By analyzing existing cross correlation between Givaudan SA ADR and Alto Ingredients, you can compare the effects of market volatilities on Givaudan and Alto Ingredients and check how they will diversify away market risk if combined in the same portfolio for a given time horizon. You can also utilize pair trading strategies of matching a long position in Givaudan with a short position of Alto Ingredients. Check out your portfolio center. Please also check ongoing floating volatility patterns of Givaudan and Alto Ingredients.

Diversification Opportunities for Givaudan and Alto Ingredients

0.0
  Correlation Coefficient

Pay attention - limited upside

The 3 months correlation between Givaudan and Alto is 0.0. Overlapping area represents the amount of risk that can be diversified away by holding Givaudan SA ADR and Alto Ingredients in the same portfolio, assuming nothing else is changed. The correlation between historical prices or returns on Alto Ingredients and Givaudan is a relative statistical measure of the degree to which these equity instruments tend to move together. The correlation coefficient measures the extent to which returns on Givaudan SA ADR are associated (or correlated) with Alto Ingredients. Values of the correlation coefficient range from -1 to +1, where. The correlation of zero (0) is possible when the price movement of Alto Ingredients has no effect on the direction of Givaudan i.e., Givaudan and Alto Ingredients go up and down completely randomly.

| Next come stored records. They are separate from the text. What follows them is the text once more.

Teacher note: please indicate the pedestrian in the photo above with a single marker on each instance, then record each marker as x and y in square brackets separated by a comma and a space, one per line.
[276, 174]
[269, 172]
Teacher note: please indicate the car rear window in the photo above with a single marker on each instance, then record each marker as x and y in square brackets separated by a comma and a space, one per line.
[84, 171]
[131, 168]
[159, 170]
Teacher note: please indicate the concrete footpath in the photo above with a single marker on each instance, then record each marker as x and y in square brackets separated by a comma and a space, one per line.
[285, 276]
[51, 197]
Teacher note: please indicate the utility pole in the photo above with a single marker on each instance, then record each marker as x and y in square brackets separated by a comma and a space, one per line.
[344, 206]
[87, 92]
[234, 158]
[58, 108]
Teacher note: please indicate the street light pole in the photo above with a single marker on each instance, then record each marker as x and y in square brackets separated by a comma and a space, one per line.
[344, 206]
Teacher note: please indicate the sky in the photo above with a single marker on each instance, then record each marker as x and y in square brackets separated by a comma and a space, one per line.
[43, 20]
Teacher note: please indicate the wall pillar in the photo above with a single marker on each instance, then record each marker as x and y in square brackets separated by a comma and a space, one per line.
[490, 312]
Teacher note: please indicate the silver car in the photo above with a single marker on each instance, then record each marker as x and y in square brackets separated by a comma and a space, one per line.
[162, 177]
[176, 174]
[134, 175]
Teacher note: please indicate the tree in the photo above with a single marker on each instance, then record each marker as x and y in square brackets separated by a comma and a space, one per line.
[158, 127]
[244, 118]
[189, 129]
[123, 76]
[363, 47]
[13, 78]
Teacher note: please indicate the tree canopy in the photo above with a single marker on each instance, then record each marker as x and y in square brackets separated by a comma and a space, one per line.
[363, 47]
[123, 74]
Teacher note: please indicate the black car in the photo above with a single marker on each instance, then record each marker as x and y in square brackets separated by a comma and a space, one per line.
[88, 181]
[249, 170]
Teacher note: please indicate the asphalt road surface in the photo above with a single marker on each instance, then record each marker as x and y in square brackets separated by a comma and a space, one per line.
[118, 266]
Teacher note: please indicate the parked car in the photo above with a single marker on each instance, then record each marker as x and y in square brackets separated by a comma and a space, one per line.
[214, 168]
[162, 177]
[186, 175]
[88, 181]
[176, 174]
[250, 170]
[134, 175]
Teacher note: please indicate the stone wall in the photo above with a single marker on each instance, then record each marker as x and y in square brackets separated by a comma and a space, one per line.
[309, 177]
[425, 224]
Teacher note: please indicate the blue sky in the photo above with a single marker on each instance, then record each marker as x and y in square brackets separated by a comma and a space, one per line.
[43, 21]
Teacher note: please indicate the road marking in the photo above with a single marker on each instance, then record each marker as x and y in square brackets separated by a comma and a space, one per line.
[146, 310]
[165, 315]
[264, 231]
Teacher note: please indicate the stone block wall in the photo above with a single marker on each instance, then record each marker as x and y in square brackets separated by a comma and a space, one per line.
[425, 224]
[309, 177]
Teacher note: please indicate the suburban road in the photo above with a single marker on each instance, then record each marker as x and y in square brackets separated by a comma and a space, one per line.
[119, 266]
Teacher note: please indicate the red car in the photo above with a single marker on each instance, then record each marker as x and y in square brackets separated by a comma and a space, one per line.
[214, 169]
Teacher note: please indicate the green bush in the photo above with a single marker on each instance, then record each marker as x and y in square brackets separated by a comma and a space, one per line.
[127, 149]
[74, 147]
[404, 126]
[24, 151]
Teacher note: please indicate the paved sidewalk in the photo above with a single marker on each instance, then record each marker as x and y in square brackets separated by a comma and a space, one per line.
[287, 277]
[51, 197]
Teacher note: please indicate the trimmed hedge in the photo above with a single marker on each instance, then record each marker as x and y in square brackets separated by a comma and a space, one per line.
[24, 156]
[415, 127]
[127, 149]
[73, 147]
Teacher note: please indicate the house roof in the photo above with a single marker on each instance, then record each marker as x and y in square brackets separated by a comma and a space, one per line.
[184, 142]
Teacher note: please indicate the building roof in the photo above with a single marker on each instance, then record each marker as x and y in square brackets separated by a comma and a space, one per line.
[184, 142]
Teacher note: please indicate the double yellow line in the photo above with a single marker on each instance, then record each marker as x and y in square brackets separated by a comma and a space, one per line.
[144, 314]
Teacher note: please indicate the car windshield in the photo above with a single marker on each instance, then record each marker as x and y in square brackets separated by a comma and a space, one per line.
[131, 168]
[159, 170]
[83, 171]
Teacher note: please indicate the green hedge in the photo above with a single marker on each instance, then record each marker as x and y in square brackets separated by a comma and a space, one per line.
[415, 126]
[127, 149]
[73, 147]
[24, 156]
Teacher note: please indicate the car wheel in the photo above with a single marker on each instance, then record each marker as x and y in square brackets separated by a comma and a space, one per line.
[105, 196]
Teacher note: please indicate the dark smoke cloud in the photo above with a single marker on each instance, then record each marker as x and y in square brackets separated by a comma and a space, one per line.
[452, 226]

Pair Corralation between Givaudan and Alto Ingredients

Assuming the 90 days horizon Givaudan SA ADR is expected to generate 0.59 times more return on investment than Alto Ingredients. However, Givaudan SA ADR is 1.7 times less risky than Alto Ingredients. It trades about -0.18 of its potential returns per unit of risk. Alto Ingredients is currently generating about -0.41 per unit of risk. If you would invest  9,011  in Givaudan SA ADR on February 3, 2024 and sell it today you would lose (447.00) from holding Givaudan SA ADR or give up 4.96% of portfolio value over 90 days.
Time Period3 Months [change]
DirectionFlat 
StrengthInsignificant
Accuracy100.0%
ValuesDaily Returns

Givaudan SA ADR  vs.  Alto Ingredients

 Performance 
       Timeline  
Givaudan SA ADR 

Risk-Adjusted Performance

6 of 100

 
Weak
 
Strong
Modest
Compared to the overall equity markets, risk-adjusted returns on investments in Givaudan SA ADR are ranked lower than 6 (%) of all global equities and portfolios over the last 90 days. In spite of fairly strong basic indicators, Givaudan is not utilizing all of its potentials. The recent stock price disturbance, may contribute to short-term losses for the investors.
Alto Ingredients 

Risk-Adjusted Performance

2 of 100

 
Weak
 
Strong
Insignificant
Compared to the overall equity markets, risk-adjusted returns on investments in Alto Ingredients are ranked lower than 2 (%) of all global equities and portfolios over the last 90 days. In spite of very weak basic indicators, Alto Ingredients may actually be approaching a critical reversion point that can send shares even higher in June 2024.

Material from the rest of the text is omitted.